= Kurt Lüdecke =

German nationalist and early Nazi

Kurt Lüdecke (5 February 1890 – 1960) was an ardent German nationalist and international traveler who joined the Nazi Party in the early 1920s and who used his social connections to raise money for the NSDAP. Before attending a rally at which Adolf Hitler was a featured speaker, Lüdecke had assumed that Hitler was simply "one more fanatic" but after hearing Hitler speak at a mass demonstration at the Königsplatz in Munich, he adopted Hitler as his hero: "His appeal to German manhood was like a call to arms, the gospel he preached a sacred truth." The next day, he spoke to Hitler for four hours and offered himself to Hitler and the Nazi cause "without reservation ... I had given him my soul."

==Career==
Lüdecke was born in Berlin, Germany.

In the wake of the uproar over the Law for the Protection of the Republic, after the assassination of Walther Rathenau in 1922, an unrealistic plan for a coup d'état in Munich was hatched by civil servant Dr. Otto Pittinger. Nationalist organizations, including the Nazis, would overthrow the Bavarian government via a putsch and replace it with a dictatorship under Gustav Ritter von Kahr, the former minister president of Bavaria. Lüdecke's mission was to help coordinate support of the Northern German National Socialist revolutionaries in preparation for spreading the putsch throughout Germany.

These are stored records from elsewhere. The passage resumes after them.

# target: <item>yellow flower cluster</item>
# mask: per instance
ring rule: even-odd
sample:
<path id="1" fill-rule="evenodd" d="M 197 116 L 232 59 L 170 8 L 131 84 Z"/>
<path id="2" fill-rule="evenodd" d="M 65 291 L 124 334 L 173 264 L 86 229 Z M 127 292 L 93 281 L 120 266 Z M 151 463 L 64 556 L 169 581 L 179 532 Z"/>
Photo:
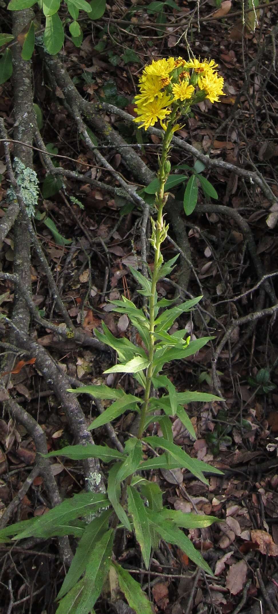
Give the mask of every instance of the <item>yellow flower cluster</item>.
<path id="1" fill-rule="evenodd" d="M 217 72 L 217 64 L 214 60 L 197 60 L 186 61 L 183 58 L 170 57 L 156 61 L 145 66 L 139 77 L 140 93 L 134 101 L 137 117 L 134 122 L 145 130 L 160 121 L 164 130 L 167 124 L 163 120 L 169 117 L 174 109 L 176 115 L 185 114 L 194 103 L 208 98 L 218 102 L 223 91 L 224 80 Z M 176 130 L 178 129 L 177 126 Z"/>

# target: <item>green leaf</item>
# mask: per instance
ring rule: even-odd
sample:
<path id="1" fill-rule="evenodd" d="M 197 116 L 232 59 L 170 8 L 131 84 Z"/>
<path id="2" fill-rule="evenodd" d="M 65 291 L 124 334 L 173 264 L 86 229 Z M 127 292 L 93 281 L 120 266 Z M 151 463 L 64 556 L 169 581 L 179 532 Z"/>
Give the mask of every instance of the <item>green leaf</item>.
<path id="1" fill-rule="evenodd" d="M 7 81 L 12 75 L 12 52 L 10 49 L 5 49 L 0 60 L 0 85 Z"/>
<path id="2" fill-rule="evenodd" d="M 134 358 L 128 362 L 120 365 L 114 365 L 110 369 L 106 369 L 104 373 L 137 373 L 138 371 L 147 369 L 150 364 L 150 360 L 142 356 L 134 356 Z"/>
<path id="3" fill-rule="evenodd" d="M 126 569 L 124 569 L 118 563 L 113 561 L 112 564 L 118 574 L 120 588 L 130 607 L 135 610 L 136 614 L 153 614 L 150 602 L 141 590 L 138 582 L 133 579 Z"/>
<path id="4" fill-rule="evenodd" d="M 10 0 L 7 7 L 8 10 L 23 10 L 36 4 L 37 0 Z"/>
<path id="5" fill-rule="evenodd" d="M 214 516 L 205 516 L 201 514 L 185 513 L 180 510 L 166 510 L 164 508 L 156 517 L 153 515 L 153 521 L 158 522 L 158 517 L 163 520 L 172 520 L 178 527 L 183 529 L 205 529 L 214 523 L 218 523 L 219 519 Z"/>
<path id="6" fill-rule="evenodd" d="M 75 394 L 91 394 L 95 398 L 107 398 L 114 401 L 117 398 L 122 398 L 126 393 L 122 388 L 109 388 L 108 386 L 82 386 L 80 388 L 68 388 L 68 392 L 74 392 Z"/>
<path id="7" fill-rule="evenodd" d="M 215 200 L 217 200 L 217 192 L 216 190 L 214 189 L 214 186 L 212 185 L 210 182 L 208 181 L 205 177 L 202 177 L 202 175 L 199 175 L 198 178 L 200 182 L 204 195 L 206 196 L 211 196 L 212 198 L 215 198 Z"/>
<path id="8" fill-rule="evenodd" d="M 179 254 L 177 254 L 176 256 L 174 256 L 174 258 L 171 258 L 170 260 L 168 260 L 167 262 L 165 262 L 165 264 L 163 265 L 159 270 L 158 279 L 161 279 L 163 277 L 167 277 L 168 275 L 169 275 L 169 274 L 172 273 L 172 271 L 173 271 L 175 268 L 173 266 L 173 265 L 179 257 Z M 163 300 L 163 299 L 161 299 L 161 300 Z M 163 305 L 161 305 L 161 306 L 162 307 Z"/>
<path id="9" fill-rule="evenodd" d="M 33 109 L 36 114 L 36 117 L 37 120 L 37 127 L 39 130 L 41 130 L 44 126 L 44 115 L 42 115 L 42 111 L 41 107 L 36 103 L 33 104 Z M 46 148 L 47 149 L 47 148 Z"/>
<path id="10" fill-rule="evenodd" d="M 50 510 L 46 514 L 35 519 L 35 521 L 30 526 L 26 526 L 26 529 L 16 530 L 16 539 L 23 539 L 25 537 L 49 537 L 53 535 L 64 535 L 64 527 L 68 523 L 68 534 L 71 534 L 71 522 L 79 516 L 86 516 L 88 514 L 94 513 L 98 510 L 107 507 L 109 505 L 108 497 L 106 494 L 99 494 L 92 492 L 80 492 L 74 495 L 71 499 L 65 499 L 59 505 Z M 29 523 L 29 521 L 25 521 Z M 63 529 L 61 531 L 61 527 Z M 14 525 L 15 529 L 16 524 Z M 1 532 L 0 532 L 1 537 Z"/>
<path id="11" fill-rule="evenodd" d="M 49 456 L 65 456 L 67 459 L 73 460 L 83 460 L 84 459 L 98 458 L 103 462 L 110 462 L 110 460 L 122 460 L 125 455 L 118 450 L 114 450 L 108 446 L 95 446 L 95 444 L 87 443 L 86 446 L 77 444 L 76 446 L 66 446 L 60 450 L 53 450 L 48 454 L 41 454 L 45 458 Z"/>
<path id="12" fill-rule="evenodd" d="M 69 0 L 67 2 L 67 4 L 71 17 L 76 20 L 79 17 L 79 9 L 72 2 L 69 2 Z"/>
<path id="13" fill-rule="evenodd" d="M 2 45 L 6 45 L 7 42 L 10 42 L 11 41 L 14 41 L 14 36 L 12 34 L 0 34 L 0 47 Z"/>
<path id="14" fill-rule="evenodd" d="M 111 467 L 107 483 L 107 495 L 111 505 L 115 510 L 120 523 L 129 531 L 131 531 L 131 527 L 128 516 L 120 503 L 121 498 L 121 484 L 120 481 L 117 479 L 117 473 L 121 469 L 122 463 L 115 463 Z"/>
<path id="15" fill-rule="evenodd" d="M 71 2 L 72 4 L 74 4 L 77 9 L 79 9 L 80 10 L 85 10 L 90 15 L 91 7 L 88 2 L 85 2 L 85 0 L 71 0 Z"/>
<path id="16" fill-rule="evenodd" d="M 184 181 L 187 179 L 187 175 L 169 175 L 167 181 L 165 184 L 164 190 L 166 192 L 168 190 L 171 190 L 171 188 L 174 188 L 176 185 L 179 185 L 179 184 L 182 184 Z M 153 179 L 149 185 L 147 185 L 144 188 L 144 191 L 147 192 L 147 194 L 155 194 L 158 192 L 160 188 L 160 182 L 157 177 L 155 179 Z"/>
<path id="17" fill-rule="evenodd" d="M 187 216 L 190 216 L 196 207 L 198 200 L 198 185 L 196 175 L 188 179 L 183 198 L 183 208 Z"/>
<path id="18" fill-rule="evenodd" d="M 169 349 L 166 349 L 163 353 L 161 353 L 161 349 L 157 349 L 153 361 L 153 365 L 156 367 L 160 371 L 163 365 L 166 362 L 187 358 L 188 356 L 191 356 L 196 354 L 211 338 L 211 337 L 201 337 L 201 339 L 195 339 L 194 341 L 190 341 L 187 348 L 176 346 L 176 348 L 170 348 Z"/>
<path id="19" fill-rule="evenodd" d="M 60 7 L 60 0 L 44 0 L 42 10 L 45 17 L 55 15 Z"/>
<path id="20" fill-rule="evenodd" d="M 102 511 L 101 516 L 87 525 L 58 595 L 58 599 L 61 599 L 72 588 L 86 569 L 96 542 L 99 541 L 104 531 L 108 529 L 108 521 L 111 513 L 112 510 Z"/>
<path id="21" fill-rule="evenodd" d="M 203 482 L 204 484 L 209 483 L 207 480 L 206 480 L 202 473 L 199 463 L 195 462 L 195 460 L 197 459 L 191 459 L 179 446 L 176 446 L 171 441 L 168 441 L 164 437 L 158 437 L 157 435 L 144 437 L 143 440 L 153 448 L 162 448 L 166 452 L 169 452 L 175 460 L 177 460 L 179 463 L 183 463 L 183 467 L 191 472 L 193 475 L 198 478 L 201 482 Z"/>
<path id="22" fill-rule="evenodd" d="M 139 492 L 132 486 L 128 486 L 127 491 L 128 511 L 133 521 L 136 539 L 141 549 L 146 569 L 149 569 L 151 543 L 148 516 Z"/>
<path id="23" fill-rule="evenodd" d="M 44 196 L 44 198 L 45 198 Z M 54 223 L 53 220 L 50 217 L 45 217 L 43 220 L 44 224 L 49 228 L 50 232 L 54 237 L 54 240 L 57 245 L 68 245 L 69 243 L 71 243 L 72 239 L 65 239 L 64 236 L 62 236 L 58 232 L 56 224 Z"/>
<path id="24" fill-rule="evenodd" d="M 150 517 L 151 519 L 151 517 Z M 151 520 L 152 521 L 152 520 Z M 191 542 L 177 526 L 172 525 L 171 523 L 166 521 L 159 521 L 159 523 L 155 523 L 155 530 L 160 535 L 163 539 L 169 543 L 174 544 L 180 548 L 187 554 L 187 556 L 193 561 L 196 565 L 204 569 L 209 575 L 213 576 L 213 573 L 209 567 L 207 563 L 203 558 L 199 552 L 196 550 Z"/>
<path id="25" fill-rule="evenodd" d="M 122 56 L 122 59 L 123 61 L 124 64 L 129 64 L 132 63 L 133 64 L 140 64 L 140 58 L 137 53 L 133 51 L 133 49 L 125 49 L 125 53 Z"/>
<path id="26" fill-rule="evenodd" d="M 81 29 L 78 21 L 72 21 L 69 24 L 69 31 L 72 36 L 80 36 Z"/>
<path id="27" fill-rule="evenodd" d="M 137 397 L 133 396 L 133 394 L 125 395 L 122 398 L 119 398 L 117 401 L 112 403 L 109 407 L 107 407 L 105 410 L 102 414 L 98 416 L 98 418 L 90 425 L 88 430 L 91 430 L 93 429 L 98 429 L 99 427 L 102 426 L 103 424 L 107 424 L 107 422 L 112 422 L 112 420 L 115 420 L 115 418 L 118 418 L 119 416 L 124 414 L 128 408 L 129 408 L 132 411 L 136 411 L 136 408 L 134 406 L 134 403 L 139 403 L 140 401 L 142 402 L 143 400 L 138 398 Z"/>
<path id="28" fill-rule="evenodd" d="M 22 47 L 21 58 L 23 60 L 28 61 L 31 59 L 33 55 L 34 46 L 35 26 L 34 25 L 34 21 L 31 21 Z"/>
<path id="29" fill-rule="evenodd" d="M 179 462 L 172 458 L 169 461 L 166 454 L 163 454 L 160 456 L 149 459 L 148 460 L 143 460 L 137 471 L 147 471 L 150 469 L 182 469 L 183 467 L 183 461 Z"/>
<path id="30" fill-rule="evenodd" d="M 90 2 L 91 12 L 88 14 L 90 19 L 100 19 L 105 12 L 106 0 L 91 0 Z"/>
<path id="31" fill-rule="evenodd" d="M 149 13 L 159 13 L 160 11 L 163 10 L 164 2 L 155 1 L 151 2 L 150 4 L 148 5 L 147 8 L 147 12 Z"/>
<path id="32" fill-rule="evenodd" d="M 56 614 L 90 614 L 108 572 L 112 554 L 114 531 L 102 535 L 90 553 L 84 577 L 60 602 Z M 78 590 L 77 587 L 78 587 Z"/>
<path id="33" fill-rule="evenodd" d="M 59 53 L 64 44 L 64 28 L 58 13 L 46 17 L 44 42 L 50 55 Z"/>
<path id="34" fill-rule="evenodd" d="M 145 277 L 139 273 L 139 271 L 136 271 L 136 269 L 133 268 L 133 266 L 128 267 L 129 271 L 135 278 L 136 281 L 140 284 L 142 286 L 143 290 L 138 290 L 138 292 L 140 294 L 142 294 L 144 297 L 151 297 L 152 296 L 152 282 L 149 279 L 146 279 Z"/>

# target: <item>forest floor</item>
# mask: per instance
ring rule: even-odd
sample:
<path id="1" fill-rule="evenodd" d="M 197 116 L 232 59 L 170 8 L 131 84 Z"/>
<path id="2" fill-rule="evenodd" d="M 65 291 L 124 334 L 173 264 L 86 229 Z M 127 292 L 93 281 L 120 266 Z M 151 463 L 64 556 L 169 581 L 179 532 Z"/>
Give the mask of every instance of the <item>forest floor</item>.
<path id="1" fill-rule="evenodd" d="M 69 37 L 66 40 L 59 55 L 60 68 L 66 69 L 87 103 L 100 103 L 102 123 L 98 124 L 99 118 L 95 125 L 90 119 L 87 121 L 93 142 L 91 150 L 80 138 L 69 111 L 56 60 L 47 67 L 47 68 L 39 53 L 35 55 L 34 101 L 39 133 L 48 152 L 63 157 L 52 158 L 56 168 L 63 165 L 63 169 L 74 171 L 68 176 L 47 174 L 45 180 L 47 169 L 37 139 L 33 164 L 41 192 L 36 233 L 68 315 L 82 339 L 93 339 L 93 330 L 102 322 L 114 335 L 130 338 L 127 317 L 119 318 L 109 301 L 123 294 L 136 296 L 128 265 L 140 267 L 142 211 L 115 188 L 120 187 L 121 177 L 133 189 L 143 188 L 152 179 L 150 173 L 143 180 L 144 165 L 141 176 L 136 174 L 123 143 L 133 146 L 152 173 L 161 143 L 158 130 L 140 131 L 131 122 L 138 76 L 145 64 L 169 55 L 187 58 L 189 53 L 218 63 L 225 97 L 214 105 L 206 101 L 194 109 L 176 133 L 179 141 L 171 154 L 172 166 L 192 168 L 197 164 L 195 169 L 209 179 L 218 200 L 208 201 L 200 192 L 196 209 L 187 217 L 180 203 L 180 186 L 173 192 L 163 254 L 164 259 L 179 252 L 180 255 L 174 273 L 168 281 L 161 280 L 158 289 L 167 298 L 177 292 L 183 300 L 203 295 L 200 308 L 187 319 L 181 317 L 180 324 L 195 338 L 209 333 L 213 338 L 192 358 L 169 365 L 167 373 L 180 391 L 216 392 L 225 401 L 187 408 L 195 441 L 179 419 L 173 419 L 172 430 L 176 443 L 220 468 L 223 475 L 208 475 L 209 486 L 180 470 L 153 476 L 164 502 L 174 509 L 225 519 L 223 523 L 188 533 L 215 577 L 206 578 L 199 570 L 192 573 L 194 566 L 187 557 L 167 544 L 161 545 L 159 560 L 153 559 L 150 572 L 144 571 L 132 535 L 126 535 L 119 545 L 118 556 L 127 569 L 134 570 L 158 614 L 273 614 L 278 612 L 278 2 L 257 10 L 258 23 L 253 12 L 247 12 L 244 26 L 239 2 L 226 0 L 220 8 L 213 0 L 201 2 L 199 15 L 195 2 L 177 4 L 176 9 L 174 3 L 166 2 L 161 14 L 148 12 L 144 2 L 107 5 L 104 17 L 86 26 L 80 47 L 74 47 Z M 185 28 L 182 23 L 187 19 Z M 0 110 L 11 134 L 13 87 L 9 82 L 2 90 Z M 103 126 L 120 135 L 122 148 L 105 139 Z M 106 168 L 96 158 L 94 147 L 109 163 Z M 1 154 L 0 215 L 4 217 L 9 181 L 4 149 Z M 209 164 L 205 157 L 209 154 Z M 149 230 L 147 225 L 147 236 Z M 14 240 L 12 228 L 3 239 L 1 252 L 6 273 L 13 273 Z M 151 251 L 147 257 L 151 264 Z M 66 403 L 59 397 L 62 384 L 66 390 L 67 383 L 71 387 L 105 379 L 108 385 L 120 383 L 128 391 L 133 384 L 127 375 L 118 379 L 112 374 L 102 375 L 114 360 L 105 348 L 89 342 L 86 347 L 80 340 L 77 343 L 55 333 L 55 326 L 64 321 L 53 307 L 45 270 L 34 252 L 31 274 L 33 303 L 41 322 L 36 321 L 35 312 L 31 314 L 29 345 L 22 341 L 21 350 L 12 354 L 14 362 L 9 368 L 3 368 L 1 375 L 12 409 L 15 401 L 25 417 L 28 414 L 37 422 L 52 451 L 72 443 L 72 433 L 76 437 L 72 426 L 69 426 Z M 14 300 L 12 278 L 2 278 L 1 284 L 1 313 L 9 316 Z M 0 327 L 2 351 L 5 348 L 10 351 L 5 346 L 9 341 L 5 320 Z M 41 348 L 64 378 L 57 381 L 55 390 L 50 376 L 42 377 Z M 0 394 L 5 400 L 5 393 Z M 80 403 L 88 421 L 98 408 L 88 397 L 83 397 Z M 0 419 L 0 513 L 3 516 L 9 510 L 10 522 L 39 516 L 52 507 L 41 475 L 32 480 L 29 489 L 23 489 L 34 467 L 37 446 L 28 421 L 20 421 L 20 410 L 17 414 L 15 408 L 14 414 L 12 409 L 9 416 L 3 413 Z M 12 416 L 17 415 L 15 421 Z M 113 423 L 122 442 L 133 419 L 128 414 Z M 159 435 L 158 424 L 155 427 Z M 96 443 L 110 445 L 103 427 L 94 437 Z M 81 464 L 57 459 L 52 470 L 62 498 L 84 486 Z M 20 500 L 11 508 L 18 492 Z M 64 569 L 55 540 L 2 543 L 0 558 L 0 612 L 55 612 L 54 599 Z M 119 614 L 131 612 L 123 603 L 121 607 Z M 104 598 L 95 611 L 110 614 L 115 609 Z"/>

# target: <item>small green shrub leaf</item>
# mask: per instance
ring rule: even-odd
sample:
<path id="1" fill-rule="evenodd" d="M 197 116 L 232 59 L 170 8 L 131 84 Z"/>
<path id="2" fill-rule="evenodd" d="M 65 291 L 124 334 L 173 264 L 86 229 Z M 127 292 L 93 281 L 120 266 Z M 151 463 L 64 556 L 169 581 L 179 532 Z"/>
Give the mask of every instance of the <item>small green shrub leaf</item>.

In 1924, Lüdecke visited the U.S. in an effort to garner support and funds for the Nazis.

Upon his return to Bavaria, Lüdecke found that Pittinger was going on vacation instead of running a coup and that Hitler was furious, announcing to Lüdecke that he would never again rely on others for help in a coup.

Lüdecke offered his services to Hitler as an envoy to Benito Mussolini soon after the Italian dictator marched on Rome and rose to power in Italy. His attempts to raise money from Mussolini were not productive. But Lüdecke persuaded Mussolini to send Leo Negrelli to Munich to interview Hitler on October 16, 1923, for the Corriere Italiano, providing visibility for the Nazis in Italy.

Lüdecke also visited Henry Ford in Michigan to see if Ford, a wealthy industrialist, would contribute funds to the struggling Nazi Party. Lüdecke's introduction was provided by the composer Siegfried and his wife Winifred Wagner, who were Hitler supporters. However, Ford declined
to contribute.

Possibly due to his association with Ernst Röhm, Hitler became suspicious of him, as of many others in the early S.A., imprisoned him and apparently had him marked for death during The Night of the Long Knives. However Lüdecke escaped to Czechoslovakia and then to North America, where he landed on the day many of his former associates were assassinated.

Soon after his arrival, in September 1934, Lüdecke appeared before the House Un-American Activities Committee. In 1935, he founded the Swastika League of America (also known as the Swastika Press), a breakaway group of the Free Society of Teutonia.

On December 8, 1941, under Proclamation 2526, Lüdecke was arrested by the FBI and interned on Ellis Island.

In 1946, he was ordered to be deported back to Germany. In 1947, Ludecke petitioned for a writ of habeas corpus to order his release. The Supreme Court ruled 5–4 to release Ludecke but also found that the Alien Enemies Act allowed for detainment beyond the time hostilities ceased until an actual treaty was signed with the hostile nation or government. Ultimately, he was deported to Germany on June 22, 1948. He settled in Bavaria as his home in Berlin was under Soviet control. He died in Prien am Chiemsee.

===I Knew Hitler===
Lüdecke's chief work is his book I Knew Hitler, an early study of the German Führer originally published by Scribners in 1937. The 833-page book, subtitled The Story of a Nazi Who Escaped the Blood-Purge, was reissued by Pen and Sword in 2013. Credit for assistance in writing and editing the book has been given to Paul Mooney (1904–1939), who had also served as secretary and literary assistant to travel writer Richard Halliburton.

An account of the collaboration between Lüdecke and Mooney is in 2007's Horizon Chasers—The Lives and Adventures of Richard Halliburton and Paul Mooney by Gerry Max.